Peut-être, peut-être… Des « peut-être », il y en avait des millions…

Ce voyage sur Vénus avait été un pari complètement cinglé dès le départ. Il se demanda si Max Hawkes aurait tenu un pari sur sa réussite finale. Pour tout ce qui était intuition, Max avait été infaillible.

« Bon, se dit Alan, eh bien, maintenant, il me faut une intuition. Où que tu sois, Max, aide-moi encore un coup. Envoie-moi un peu de ta chance. Il me la faut, Max…»

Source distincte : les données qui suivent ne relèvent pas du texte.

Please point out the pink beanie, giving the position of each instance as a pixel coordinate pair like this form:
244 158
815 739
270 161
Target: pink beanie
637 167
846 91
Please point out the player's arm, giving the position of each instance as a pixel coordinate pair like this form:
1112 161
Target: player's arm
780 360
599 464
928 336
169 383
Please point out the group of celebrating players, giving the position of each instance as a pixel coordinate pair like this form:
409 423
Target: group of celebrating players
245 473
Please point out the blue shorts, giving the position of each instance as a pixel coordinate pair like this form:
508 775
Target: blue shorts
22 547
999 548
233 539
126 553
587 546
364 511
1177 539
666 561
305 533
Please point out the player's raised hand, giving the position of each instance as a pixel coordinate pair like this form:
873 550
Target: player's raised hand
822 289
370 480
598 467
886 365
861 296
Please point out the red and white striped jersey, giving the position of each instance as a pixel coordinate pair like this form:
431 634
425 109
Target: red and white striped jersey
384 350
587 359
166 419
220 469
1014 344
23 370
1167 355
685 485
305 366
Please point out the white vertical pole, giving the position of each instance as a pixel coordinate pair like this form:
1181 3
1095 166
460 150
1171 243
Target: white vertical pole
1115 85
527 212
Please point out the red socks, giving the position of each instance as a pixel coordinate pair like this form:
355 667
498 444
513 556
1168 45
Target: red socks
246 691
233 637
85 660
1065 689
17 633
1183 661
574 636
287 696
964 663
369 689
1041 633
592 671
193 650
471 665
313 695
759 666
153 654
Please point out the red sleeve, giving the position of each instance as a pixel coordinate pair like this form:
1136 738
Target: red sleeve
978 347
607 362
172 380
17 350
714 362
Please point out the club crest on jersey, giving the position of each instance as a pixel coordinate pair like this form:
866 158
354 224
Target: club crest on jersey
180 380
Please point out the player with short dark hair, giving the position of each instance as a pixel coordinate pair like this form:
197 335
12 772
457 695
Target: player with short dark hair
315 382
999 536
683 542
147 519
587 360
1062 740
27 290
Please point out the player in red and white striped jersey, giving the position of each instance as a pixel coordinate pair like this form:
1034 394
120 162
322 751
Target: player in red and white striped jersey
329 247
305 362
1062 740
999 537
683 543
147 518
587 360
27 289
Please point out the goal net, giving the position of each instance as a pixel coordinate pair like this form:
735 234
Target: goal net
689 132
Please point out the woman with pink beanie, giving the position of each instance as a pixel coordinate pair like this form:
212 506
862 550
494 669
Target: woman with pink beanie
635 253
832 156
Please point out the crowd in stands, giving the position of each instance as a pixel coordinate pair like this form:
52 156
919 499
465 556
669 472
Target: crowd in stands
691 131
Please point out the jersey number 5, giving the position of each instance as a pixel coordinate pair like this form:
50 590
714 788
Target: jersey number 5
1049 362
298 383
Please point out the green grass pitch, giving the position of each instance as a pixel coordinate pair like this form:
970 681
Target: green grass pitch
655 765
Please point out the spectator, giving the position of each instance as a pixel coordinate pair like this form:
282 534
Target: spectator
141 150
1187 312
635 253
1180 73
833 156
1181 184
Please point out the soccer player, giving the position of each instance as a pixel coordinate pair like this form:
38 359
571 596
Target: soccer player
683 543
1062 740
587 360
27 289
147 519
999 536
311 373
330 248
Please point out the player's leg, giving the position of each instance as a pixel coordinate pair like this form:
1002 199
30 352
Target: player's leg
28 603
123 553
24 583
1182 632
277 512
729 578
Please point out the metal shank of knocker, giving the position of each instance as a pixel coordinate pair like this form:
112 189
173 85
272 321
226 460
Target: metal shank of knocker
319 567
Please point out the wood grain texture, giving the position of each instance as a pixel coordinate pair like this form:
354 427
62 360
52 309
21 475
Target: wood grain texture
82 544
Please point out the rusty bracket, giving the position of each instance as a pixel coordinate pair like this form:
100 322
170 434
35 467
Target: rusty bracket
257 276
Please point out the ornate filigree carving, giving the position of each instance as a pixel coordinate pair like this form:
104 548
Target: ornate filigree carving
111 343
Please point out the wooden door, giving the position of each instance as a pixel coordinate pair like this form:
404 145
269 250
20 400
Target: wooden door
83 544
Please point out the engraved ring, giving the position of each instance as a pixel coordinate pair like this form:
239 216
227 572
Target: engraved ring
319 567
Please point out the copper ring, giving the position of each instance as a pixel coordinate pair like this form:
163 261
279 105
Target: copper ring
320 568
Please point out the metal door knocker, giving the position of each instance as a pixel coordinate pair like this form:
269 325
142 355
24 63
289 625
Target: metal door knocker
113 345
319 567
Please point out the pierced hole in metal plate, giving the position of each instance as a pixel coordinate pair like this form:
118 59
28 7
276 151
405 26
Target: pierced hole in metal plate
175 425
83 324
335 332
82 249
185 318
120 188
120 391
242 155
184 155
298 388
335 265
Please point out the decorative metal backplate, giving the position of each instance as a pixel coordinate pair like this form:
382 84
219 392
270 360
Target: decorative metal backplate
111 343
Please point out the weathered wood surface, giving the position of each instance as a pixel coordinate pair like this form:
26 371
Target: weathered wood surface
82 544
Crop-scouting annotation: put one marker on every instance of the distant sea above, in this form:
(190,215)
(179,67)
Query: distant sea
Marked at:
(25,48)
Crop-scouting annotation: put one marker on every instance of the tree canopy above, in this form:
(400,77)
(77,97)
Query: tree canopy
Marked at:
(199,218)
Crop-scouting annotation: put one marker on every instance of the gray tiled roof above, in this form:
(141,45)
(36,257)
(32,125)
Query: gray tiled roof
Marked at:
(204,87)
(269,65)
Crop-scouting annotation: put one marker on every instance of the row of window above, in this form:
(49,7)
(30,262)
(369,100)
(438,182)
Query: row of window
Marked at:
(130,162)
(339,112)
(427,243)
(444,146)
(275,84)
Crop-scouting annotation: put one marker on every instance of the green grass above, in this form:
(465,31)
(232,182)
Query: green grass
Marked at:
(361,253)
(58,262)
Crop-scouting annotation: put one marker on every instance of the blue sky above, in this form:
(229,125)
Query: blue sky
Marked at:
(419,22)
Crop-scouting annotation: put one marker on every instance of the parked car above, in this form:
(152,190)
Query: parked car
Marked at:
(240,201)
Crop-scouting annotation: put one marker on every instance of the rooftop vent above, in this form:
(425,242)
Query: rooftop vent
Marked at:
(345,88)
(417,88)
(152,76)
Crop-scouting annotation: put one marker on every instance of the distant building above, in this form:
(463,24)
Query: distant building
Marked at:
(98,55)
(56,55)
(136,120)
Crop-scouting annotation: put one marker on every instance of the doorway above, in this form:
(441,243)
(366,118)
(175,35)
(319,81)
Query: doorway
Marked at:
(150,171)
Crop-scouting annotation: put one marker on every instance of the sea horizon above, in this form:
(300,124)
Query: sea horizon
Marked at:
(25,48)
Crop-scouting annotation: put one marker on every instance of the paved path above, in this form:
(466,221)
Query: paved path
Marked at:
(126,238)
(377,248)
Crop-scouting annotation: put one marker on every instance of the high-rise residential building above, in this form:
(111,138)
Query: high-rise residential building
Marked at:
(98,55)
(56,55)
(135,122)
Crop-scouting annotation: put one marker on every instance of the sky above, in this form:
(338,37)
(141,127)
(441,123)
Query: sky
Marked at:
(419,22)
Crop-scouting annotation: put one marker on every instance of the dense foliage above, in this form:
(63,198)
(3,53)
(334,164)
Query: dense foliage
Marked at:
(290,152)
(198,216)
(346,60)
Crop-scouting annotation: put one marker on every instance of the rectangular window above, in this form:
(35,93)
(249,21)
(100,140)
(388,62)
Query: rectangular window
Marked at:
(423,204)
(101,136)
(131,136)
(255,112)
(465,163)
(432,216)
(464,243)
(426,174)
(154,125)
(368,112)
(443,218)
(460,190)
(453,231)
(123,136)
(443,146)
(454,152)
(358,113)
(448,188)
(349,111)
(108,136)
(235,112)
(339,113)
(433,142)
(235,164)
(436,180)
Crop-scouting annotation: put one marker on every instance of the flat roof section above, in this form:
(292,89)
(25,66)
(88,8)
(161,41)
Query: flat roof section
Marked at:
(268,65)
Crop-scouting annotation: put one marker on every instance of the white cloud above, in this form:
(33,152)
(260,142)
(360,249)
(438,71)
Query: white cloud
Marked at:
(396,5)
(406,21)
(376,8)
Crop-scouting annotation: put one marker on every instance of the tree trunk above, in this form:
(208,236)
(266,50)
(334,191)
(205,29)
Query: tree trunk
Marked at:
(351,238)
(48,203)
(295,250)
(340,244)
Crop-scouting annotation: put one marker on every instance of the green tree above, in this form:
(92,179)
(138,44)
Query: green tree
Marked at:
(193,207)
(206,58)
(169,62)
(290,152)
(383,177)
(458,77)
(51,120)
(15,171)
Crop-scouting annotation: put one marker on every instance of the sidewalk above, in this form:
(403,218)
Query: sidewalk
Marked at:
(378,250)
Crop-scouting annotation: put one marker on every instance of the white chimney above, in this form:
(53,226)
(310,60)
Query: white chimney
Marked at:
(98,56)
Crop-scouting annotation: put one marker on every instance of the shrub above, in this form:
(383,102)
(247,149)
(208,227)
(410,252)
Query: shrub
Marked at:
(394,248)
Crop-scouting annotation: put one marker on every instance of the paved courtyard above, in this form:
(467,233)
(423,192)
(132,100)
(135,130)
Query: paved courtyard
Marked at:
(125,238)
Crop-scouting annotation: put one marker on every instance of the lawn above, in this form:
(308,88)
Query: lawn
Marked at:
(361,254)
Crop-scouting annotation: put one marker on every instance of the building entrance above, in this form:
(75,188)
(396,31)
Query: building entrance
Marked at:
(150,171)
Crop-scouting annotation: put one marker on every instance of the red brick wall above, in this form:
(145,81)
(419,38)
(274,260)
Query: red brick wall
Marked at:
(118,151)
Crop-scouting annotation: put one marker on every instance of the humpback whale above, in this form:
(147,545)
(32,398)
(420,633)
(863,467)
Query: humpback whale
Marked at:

Il entamait sa huitième révolution. Et il ne voyait rien.

Rien de rien.

Le « jour » vénusien durerait encore de nombreux mois terrestres ; il n’avait donc pas à craindre que l’obscurité le rattrape. De toute façon, la vague lueur perçant à grand-peine l’épaisseur des nuages ne lui était pas d’une grande utilité : la vision oculaire était sans doute le moyen d’investigation dont il dépendait le moins. En effet, son vaisseau était équipé de tout l’éventail habituel de détecteurs. Des senseurs infrarouges pouvaient distinguer n’importe quelle zone de dix mètres carrés ou plus, dont la température différait de un degré avec celle du terrain environnant. Toute information insolite de la surface était immanquablement repérée par balayage radar. Les sonars détectaient la moindre cavité souterraine. Le vaisseau émettait également cinq mille fois par seconde des gerbes de rayons qui recherchaient, par analyse holographique, les textures autres que sables et roches.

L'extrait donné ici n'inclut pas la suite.